The idea is that you ask yourself these questions at the end of each day. You can also use the practice to look back over a year or a month or any period of time. Read more about this here. If you meditate on these questions it helps you to work out what kinds of activities and experiences really make you sing, and which leave you cold. This can help you to discern what God might naturally be drawing you to. To get started with this discipline I would recommend listening to this free mp3 ‘review of the day’ – it is 8 minutes long and involves music, some questions and gives you space to meditate:
The second is a book and questionnaire called Strengths Finder by Tom Rath. This is a model for discovering your strengths or talents. The premise of the book is that many development programmes at work focus on your weaknesses – ‘you’re not very good at negotiating so let’s send you on a course’. This, the book suggests, is not an efficient way to increase productivity and make people better at their jobs – the way to do that is to get people to focus on what they’re naturally good at: to focus on their strengths. There is a questionnaire that you take online alongside reading the book that tells you your top 5 strengths (out of 34). One of the things I like about Strengths Finder is that the likelihood that you’ll meet someone else with exactly the same 5 strengths as you are really slim (unlike Myers-Briggs in which you are one of just 16 personality types). The book contains examples of each strength operating in all sorts of people from nuns to marketing directors. I took the strengths questionnaire a few years ago and the results really helped me to understand myself better and what makes me tick.

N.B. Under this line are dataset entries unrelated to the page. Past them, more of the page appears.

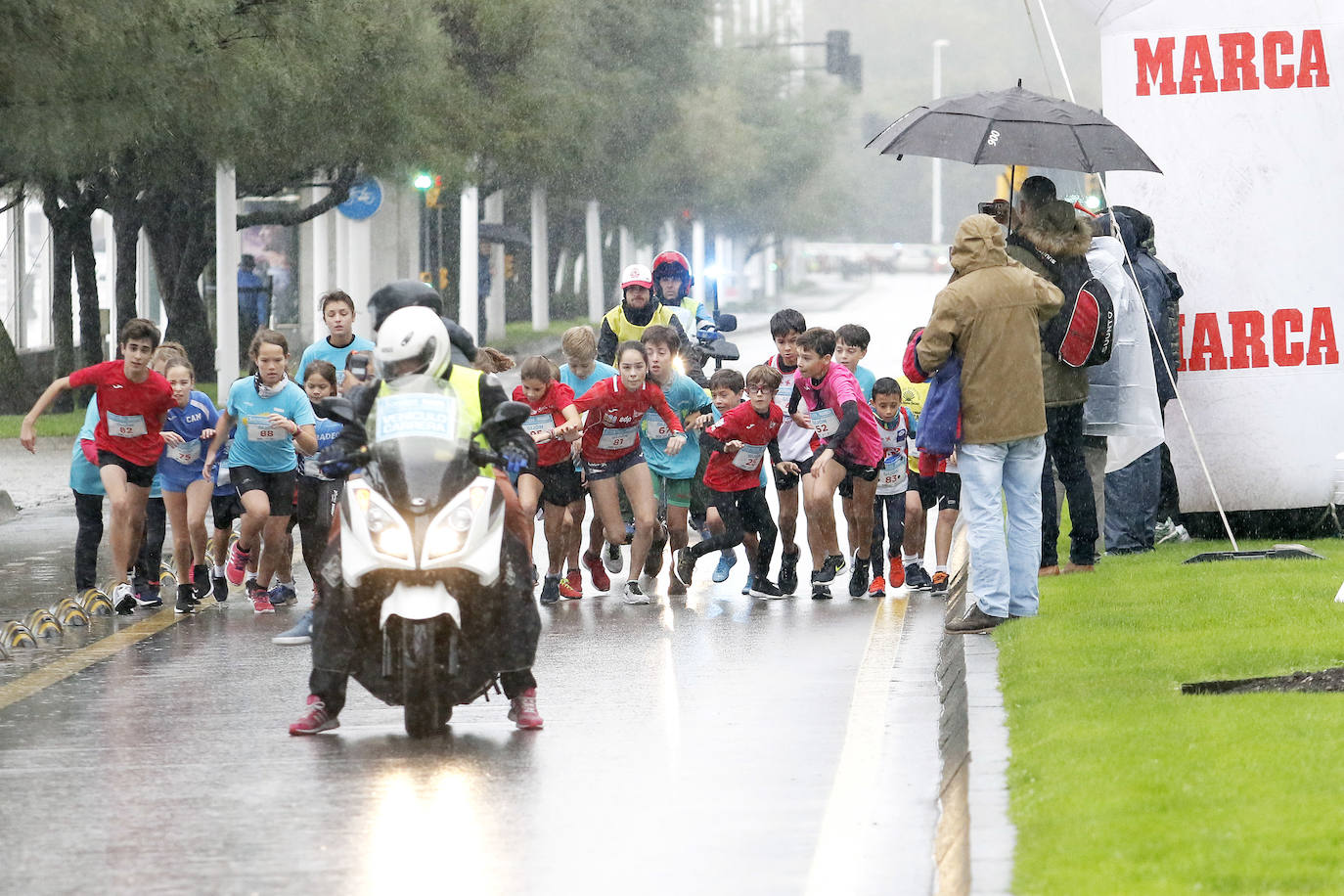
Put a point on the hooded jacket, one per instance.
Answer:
(1058, 231)
(989, 316)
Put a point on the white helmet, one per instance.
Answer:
(636, 276)
(412, 340)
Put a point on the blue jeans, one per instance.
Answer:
(1005, 560)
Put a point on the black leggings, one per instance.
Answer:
(89, 514)
(740, 512)
(894, 506)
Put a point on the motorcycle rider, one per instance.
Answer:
(417, 340)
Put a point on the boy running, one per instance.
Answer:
(132, 405)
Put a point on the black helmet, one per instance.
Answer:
(403, 293)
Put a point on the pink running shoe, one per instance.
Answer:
(315, 720)
(521, 711)
(237, 567)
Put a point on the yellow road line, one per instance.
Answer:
(85, 657)
(837, 863)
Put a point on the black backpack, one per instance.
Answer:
(1084, 331)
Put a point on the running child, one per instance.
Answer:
(848, 446)
(611, 453)
(554, 482)
(273, 417)
(132, 405)
(893, 478)
(742, 438)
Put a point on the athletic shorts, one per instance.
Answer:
(614, 468)
(679, 490)
(279, 486)
(136, 474)
(226, 508)
(560, 482)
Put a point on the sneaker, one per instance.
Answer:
(789, 571)
(635, 594)
(600, 579)
(521, 711)
(315, 719)
(686, 564)
(261, 600)
(571, 591)
(974, 622)
(124, 600)
(762, 587)
(859, 578)
(301, 633)
(237, 567)
(725, 565)
(829, 567)
(552, 589)
(611, 558)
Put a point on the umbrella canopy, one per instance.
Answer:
(1013, 126)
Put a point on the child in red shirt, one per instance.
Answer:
(610, 450)
(740, 441)
(554, 482)
(133, 402)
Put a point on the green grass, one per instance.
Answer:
(1121, 784)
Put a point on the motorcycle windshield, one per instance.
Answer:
(420, 439)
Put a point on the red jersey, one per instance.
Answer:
(547, 414)
(611, 428)
(740, 470)
(129, 414)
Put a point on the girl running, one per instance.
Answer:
(611, 450)
(186, 495)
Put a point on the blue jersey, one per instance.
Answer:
(257, 443)
(685, 396)
(182, 465)
(324, 351)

The Strengths Finder is a secular business development programme but has resonances, I think, with Christian spirituality. Some of your strengths will directly correspond to your God given gifts – those talents that you were born with and also those spiritual gifts that have grown in you. We Brits are incredibly self-deprecating and we often focus on what we’re not good at. The Strengths Finder enables you to acknowledge ‘actually – I’m quite good at that!’

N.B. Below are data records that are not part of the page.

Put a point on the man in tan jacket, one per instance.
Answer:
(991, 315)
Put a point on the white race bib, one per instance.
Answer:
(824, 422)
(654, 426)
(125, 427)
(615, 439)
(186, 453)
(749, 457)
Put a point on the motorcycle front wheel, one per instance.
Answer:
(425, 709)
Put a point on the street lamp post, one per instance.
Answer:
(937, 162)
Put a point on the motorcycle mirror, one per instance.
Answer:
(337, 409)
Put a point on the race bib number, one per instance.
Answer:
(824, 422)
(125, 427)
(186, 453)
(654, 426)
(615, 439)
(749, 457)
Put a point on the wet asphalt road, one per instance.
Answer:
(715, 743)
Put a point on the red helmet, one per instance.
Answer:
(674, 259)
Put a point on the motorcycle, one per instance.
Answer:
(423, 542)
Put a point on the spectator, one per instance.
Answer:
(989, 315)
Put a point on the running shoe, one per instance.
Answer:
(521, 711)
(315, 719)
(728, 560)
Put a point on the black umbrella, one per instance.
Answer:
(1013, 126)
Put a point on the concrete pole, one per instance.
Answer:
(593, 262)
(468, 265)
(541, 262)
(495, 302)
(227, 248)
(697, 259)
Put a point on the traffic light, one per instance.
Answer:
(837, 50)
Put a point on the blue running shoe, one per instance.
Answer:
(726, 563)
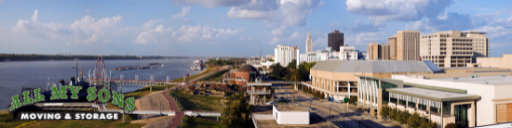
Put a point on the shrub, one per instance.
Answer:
(384, 111)
(450, 125)
(414, 120)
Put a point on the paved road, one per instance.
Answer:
(179, 114)
(341, 116)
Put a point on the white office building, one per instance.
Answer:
(348, 53)
(285, 54)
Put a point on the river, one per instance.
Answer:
(40, 74)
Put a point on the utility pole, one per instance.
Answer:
(122, 86)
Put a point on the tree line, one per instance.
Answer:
(290, 72)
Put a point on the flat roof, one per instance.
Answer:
(376, 66)
(259, 84)
(434, 95)
(289, 108)
(485, 80)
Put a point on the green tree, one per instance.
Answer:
(384, 111)
(450, 125)
(414, 120)
(292, 65)
(427, 124)
(236, 114)
(402, 119)
(352, 100)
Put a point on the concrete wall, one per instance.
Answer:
(485, 106)
(291, 117)
(498, 62)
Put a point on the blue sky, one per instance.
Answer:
(234, 27)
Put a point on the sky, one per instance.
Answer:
(234, 27)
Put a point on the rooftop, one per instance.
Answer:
(289, 108)
(376, 66)
(440, 96)
(487, 80)
(264, 119)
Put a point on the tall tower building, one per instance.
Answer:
(335, 40)
(392, 47)
(407, 45)
(284, 54)
(454, 48)
(378, 52)
(309, 44)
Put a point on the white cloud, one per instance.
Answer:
(186, 20)
(149, 24)
(289, 12)
(295, 12)
(86, 30)
(364, 38)
(211, 3)
(35, 16)
(407, 10)
(186, 34)
(183, 13)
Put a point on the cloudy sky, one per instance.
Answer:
(234, 27)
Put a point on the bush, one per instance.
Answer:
(384, 111)
(414, 120)
(450, 125)
(352, 100)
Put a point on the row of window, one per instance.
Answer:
(463, 40)
(462, 44)
(457, 48)
(468, 53)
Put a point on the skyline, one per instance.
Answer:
(234, 28)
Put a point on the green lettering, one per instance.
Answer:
(117, 99)
(91, 94)
(59, 94)
(130, 106)
(27, 100)
(74, 91)
(38, 96)
(15, 102)
(104, 92)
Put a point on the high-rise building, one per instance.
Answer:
(454, 48)
(384, 52)
(335, 40)
(285, 54)
(309, 44)
(392, 47)
(407, 45)
(378, 52)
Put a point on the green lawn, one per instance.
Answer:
(6, 121)
(191, 122)
(216, 76)
(193, 76)
(198, 102)
(145, 91)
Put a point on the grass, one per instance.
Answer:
(145, 91)
(6, 121)
(198, 102)
(216, 76)
(191, 122)
(208, 70)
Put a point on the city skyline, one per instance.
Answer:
(234, 28)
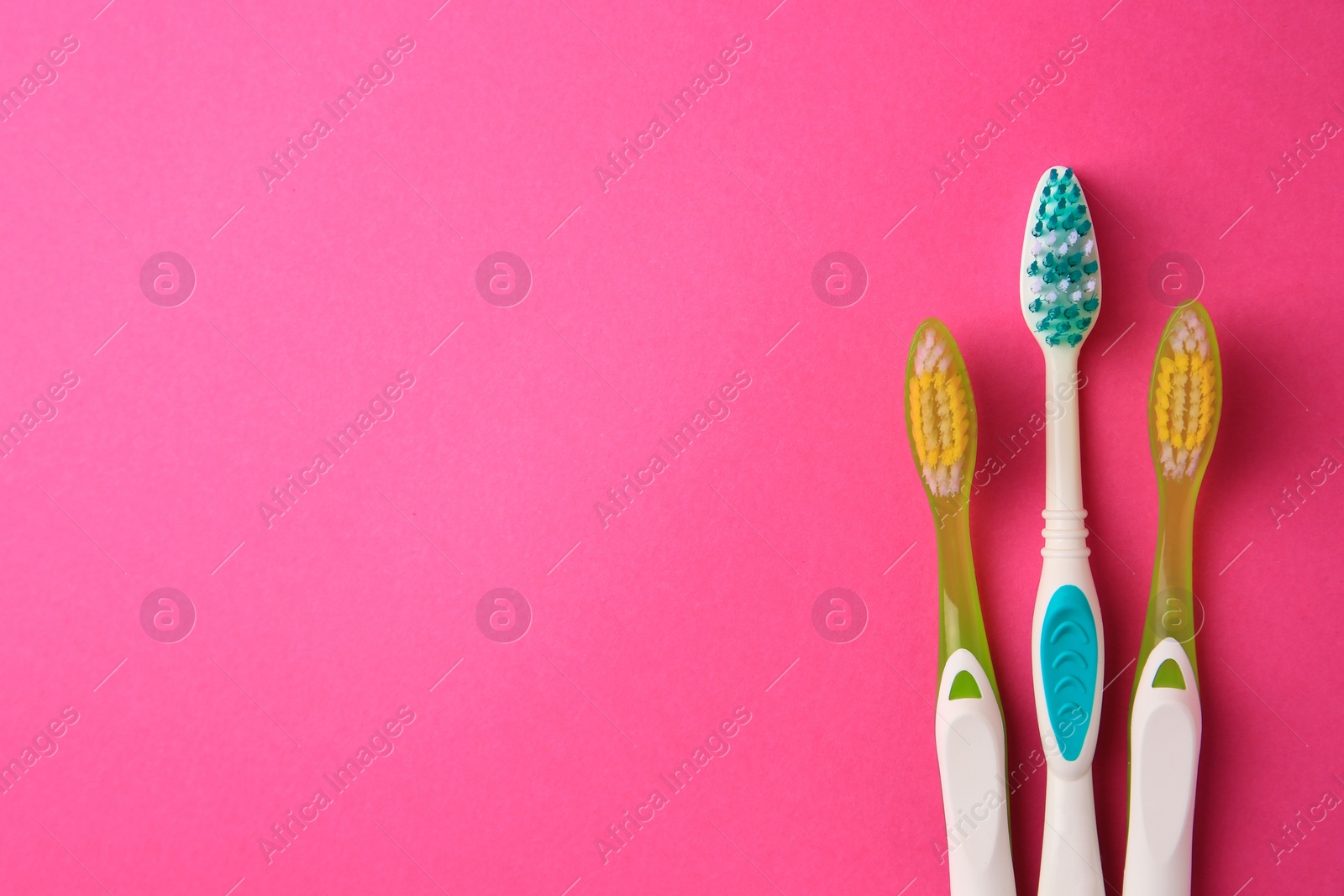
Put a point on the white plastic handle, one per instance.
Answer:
(1164, 735)
(974, 799)
(1070, 857)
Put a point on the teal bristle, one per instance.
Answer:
(1062, 268)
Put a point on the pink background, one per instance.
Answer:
(647, 298)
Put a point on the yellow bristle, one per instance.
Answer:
(940, 417)
(1184, 396)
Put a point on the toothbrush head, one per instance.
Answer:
(1186, 399)
(1061, 275)
(940, 412)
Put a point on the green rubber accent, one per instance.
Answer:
(964, 687)
(1167, 676)
(1063, 261)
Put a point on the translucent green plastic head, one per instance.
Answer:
(940, 414)
(1184, 403)
(941, 422)
(1186, 398)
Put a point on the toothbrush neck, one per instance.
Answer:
(1063, 465)
(960, 621)
(1173, 607)
(1065, 532)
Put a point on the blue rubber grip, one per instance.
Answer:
(1068, 667)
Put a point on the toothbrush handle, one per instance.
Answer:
(1070, 859)
(969, 732)
(1164, 736)
(1068, 658)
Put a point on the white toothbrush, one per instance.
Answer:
(1061, 296)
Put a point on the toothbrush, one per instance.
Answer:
(969, 726)
(1061, 296)
(1164, 720)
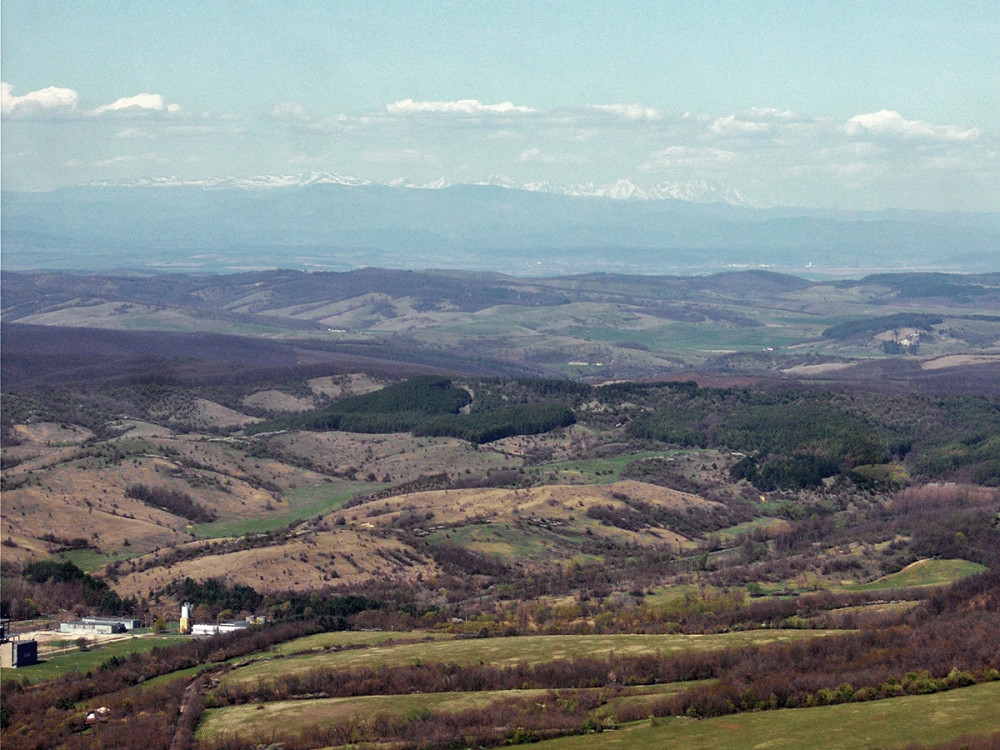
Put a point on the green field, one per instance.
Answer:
(893, 723)
(256, 721)
(604, 470)
(302, 503)
(509, 651)
(925, 573)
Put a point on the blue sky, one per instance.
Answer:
(839, 104)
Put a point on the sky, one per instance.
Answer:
(852, 105)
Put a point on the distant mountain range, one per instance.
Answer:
(695, 191)
(332, 222)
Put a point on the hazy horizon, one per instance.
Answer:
(849, 105)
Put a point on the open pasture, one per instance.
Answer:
(503, 652)
(925, 573)
(257, 721)
(892, 723)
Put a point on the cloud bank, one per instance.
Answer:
(772, 156)
(47, 101)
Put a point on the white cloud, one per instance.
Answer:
(628, 111)
(888, 122)
(137, 103)
(737, 125)
(50, 100)
(460, 107)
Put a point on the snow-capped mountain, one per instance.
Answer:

So these two things have helped, I think, in my discernment journey into realising that God was calling me to ordained ministry. My full vocation story is a lot messier than I’ve made out here. Discerning God’s will is really quite a murky business but I wanted to share a couple of practical things to do that might help – they’re not magic bullets – but if you work through them prayerfully God will speak to you.
I would encourage you, if you are unsure of your calling, to try out one or both of these things I’ve suggested and pray for God to reveal more to you about who he made you to be.